Friday, October 3, 2008

Could the eagle be winning??

Could I possibly be becoming more and more American without even realizing it? Those first months after moving here permanently seem such a long time ago now and the battles to assimilate new customs, traditions and just plain make myself understood have faded to a dim memory. The fear of driving somewhere on the right-hand side of the road, amongst streets and freeways I had no knowledge of, to stores that had unfamiliar sounding names, has disappeared like the mist in a brilliant sun.

America was quite a fearful place, where people not only spoke with a strange accent, but to my mind, spoke the most appalling English. I flew from Melbourne, Australia to Los Angeles, then on to San Francisco. In Los Angeles I thought I may have boarded the wrong plane back in Australia. Why, oh, why were all the signs in Spanish, a language I didn't speak, nor understand at all? I shook my head in disbelief and somehow managed to find my way to the correct gate for San Francisco.

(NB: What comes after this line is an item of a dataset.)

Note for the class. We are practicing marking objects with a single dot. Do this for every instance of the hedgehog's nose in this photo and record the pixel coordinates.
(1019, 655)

My excitement was quite palpable as I had flown out of a drizzly, wet Autumn Melbourne day to a sun-filled, sweet-smelling Spring day in the Northern Hemishere. I was greeted at the airport by the man I loved, who had filled most of the house with flowers to welcome me. Life was gong to be so perfect, in this land of the great bald eagle.

Anyone who migrates to another country permanently, knows that there will be hardship and adjustment. I was fully prepared for this (or thought I was) but I had never factored in that people wouldn't understand the way I spoke, nor me understand them. Surely this was a English speaking nation and there wouldn't be too many differences??? More than anything the grammatical incorrectness jarred me constantly. Nobody used adverbs at all!! Drive slow, walk quick - where was the -ly?? Things weren't broken, but broke, which conjured up a vision of a washing machine with no money......... People were having the funnest day, bestest dinners and a lunch date had been so fun. If it is possible for one's ears to hurt without an earache, mine did.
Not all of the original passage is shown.